Overview of myositis-specific auto-antibodies. While some auto-antibodies appear to be rather specific for DM, PM, sIBM or NAM, most show at least some overlap with other types of myositis. Some MSAs are more frequently present in sera from patients with clinically amyopathic dermatomyositis (CADM), juvenile dermatomyositis (JDM) or the anti-synthetase syndrome. Associations of MSAs with clinical features are indicated by their proximity to the respective features indicated in blue. DM, dermatomyositis; MSAs, myositis-specific auto-antibodies; NAM, necrotizing autoimmune myositis; PM, polymyositis; sIBM, sporadic inclusion body myositis.

Due to a lack of evidence for circulating auto-antibodies in sIBM sera, sIBM has largely been considered to be a degenerative disorder with secondary autoimmune features. However, the recent discovery of serum auto-antibodies targeting a 44-kDa skeletal muscle protein in the serum of many sIBM patients has aroused new interest in the role for autoimmunity in the pathogenesis of sIBM[15]). Two separate groups have since identified the target auto-antigen for these auto-antibodies as the cytosolic 5'-nucleotidase 1A (cN-1A, also indicated with cN1A, cN-IA and NT5C1A) and, using immunoblotting methods, the presence of anti-cN-1A auto-antibodies could be detected in up to 72% of sIBM sera, but in less than 5% of polymyositis and dermatomyositis sera.[16,17]

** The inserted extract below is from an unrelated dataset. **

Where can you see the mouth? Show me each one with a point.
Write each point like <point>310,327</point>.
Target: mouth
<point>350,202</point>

Cytosolic 5'-nucleotidase 1A is highly expressed in skeletal muscle tissue and is involved in several cellular processes including physiological control of energy balance, metabolic regulation and cell replication. It catalyses the hydrolysis of adenosine monophosphate to adenosine and organic phosphate, and, interestingly, early studies using lead salt-based staining methods for 5'-nucleotidases showed interstitial staining of skeletal muscle in patients with inflammatory myopathies.[18] The observation in immunohistochemical staining of muscle biopsies showing accumulation of cN-1A within rimmed vacuoles and cN-1A perinuclear localization[17] suggests that aberrant cN-1A localization could play a role in the degenerative process occurring in sIBM skeletal muscle. Thus, the anti-cN-1A auto-antibodies in sIBM serum could represent a highly promising sIBM-specific diagnostic biomarker.